Maggie shrugged and passed her hand over her eyes tiredly. "I'm the super here. It's all about the tools."

Hopey hipchecked the edge of the table, two plates held high over her head. "El desayuno es servido!" She put the plates down and grinned at Ray. "What're you gonna do for food, Dominguez?"

"Ah, fuck you," Ray muttered and slumped in his chair.

Maggie laughed, softly at first, then more and more loudly until she had to hold her head in her hands as her shoulders heaved helplessly.

Hopey wagged her finger and handed him the third plate. It looked like a pretty respectable serving of huevos motuleños, down to the smoky-smelling beans and soft tortilla.

The owl waddled across the table as they ate, weaving between mugs and cutlery. When it pecked at the salt shaker, Ray shooed it away. Hopey nearly choked on her coffee as the owl tipped back its head and let loose a stream of avian invective at him.

Maggie took his hand and squeezed it. When she smiled at him through the steam off her coffee, he could have been 23 again. Except for the fact that Maggie lived in the *Valley* now, complete with breakfast nook and toolbox, aside from the fact that Hopey Glass could mix a cocktail, pour a pint, and cook a decent breakfast, never mind the fact that Ray himself ached almost all the time now, nor could he see half so well as he used to. Sometimes, deep into the night, he felt his heart ring hollow inside his chest, falling off its rhythm before throbbing back on course, like a small hint of death, just so he would not forget.

He could have been a kid again, but he wasn't. None of them, and as the owl hopped up onto the rim of his plate to chirp at Maggie, he didn't think that was such a bad thing.

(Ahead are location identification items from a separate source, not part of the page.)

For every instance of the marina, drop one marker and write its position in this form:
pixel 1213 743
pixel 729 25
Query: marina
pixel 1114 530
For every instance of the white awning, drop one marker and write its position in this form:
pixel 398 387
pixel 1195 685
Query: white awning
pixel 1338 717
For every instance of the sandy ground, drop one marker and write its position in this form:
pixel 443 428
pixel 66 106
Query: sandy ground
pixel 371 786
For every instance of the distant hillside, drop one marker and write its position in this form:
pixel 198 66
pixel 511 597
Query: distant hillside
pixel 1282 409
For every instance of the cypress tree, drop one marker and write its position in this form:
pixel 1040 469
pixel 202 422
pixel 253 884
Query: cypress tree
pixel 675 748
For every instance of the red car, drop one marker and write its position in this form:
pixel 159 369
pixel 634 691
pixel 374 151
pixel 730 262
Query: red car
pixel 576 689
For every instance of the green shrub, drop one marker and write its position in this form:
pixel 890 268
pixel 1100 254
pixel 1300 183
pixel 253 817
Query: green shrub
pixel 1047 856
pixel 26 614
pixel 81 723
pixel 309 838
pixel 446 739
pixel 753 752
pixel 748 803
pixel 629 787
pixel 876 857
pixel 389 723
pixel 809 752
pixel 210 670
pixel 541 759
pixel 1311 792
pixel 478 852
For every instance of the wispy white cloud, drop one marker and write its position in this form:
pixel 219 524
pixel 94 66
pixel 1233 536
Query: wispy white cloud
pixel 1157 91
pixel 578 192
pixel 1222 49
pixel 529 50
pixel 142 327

"What about it?" he asked as he cleared the dishes and refilled Hopey's mug with coffee.

Maggie petted the owl's good wing. "I disabled the bomb."

Ray spit out his last swallow of coffee and Hopey's chair thumped backward.

"The what now?" she demanded.

Maggie's smiled curved, but her teeth did not show. "Bomb," she said, calm as anything, as the owl climbed up her arm to her shoulder. "Time-delayed wackiness, courtesy of the seventh dimension's most dastardly inventor."

Ray's pulse throbbed in his temples and behind his eyes. He had to be at work in a little over two hours.

He would have liked to believe that this kind of thing only happened to him when Maggie was around, but that simply was not true.

The owl had its beak tucked under its wing; its eyes were closed and it looked, for all intents and purposes, *asleep*, tucked between Maggie's neck and the collar of her robe.

Ray remembered, all too well, the sweetness of Maggie's skin there, the slight down of hair, the warmth from her scalp, curving down her ear. He glanced at Hopey and knew she was remembering the spot, too.

Maggie smiled again, secretly, shyly, and looked away from them.

For their part, of course, they kept on watching her.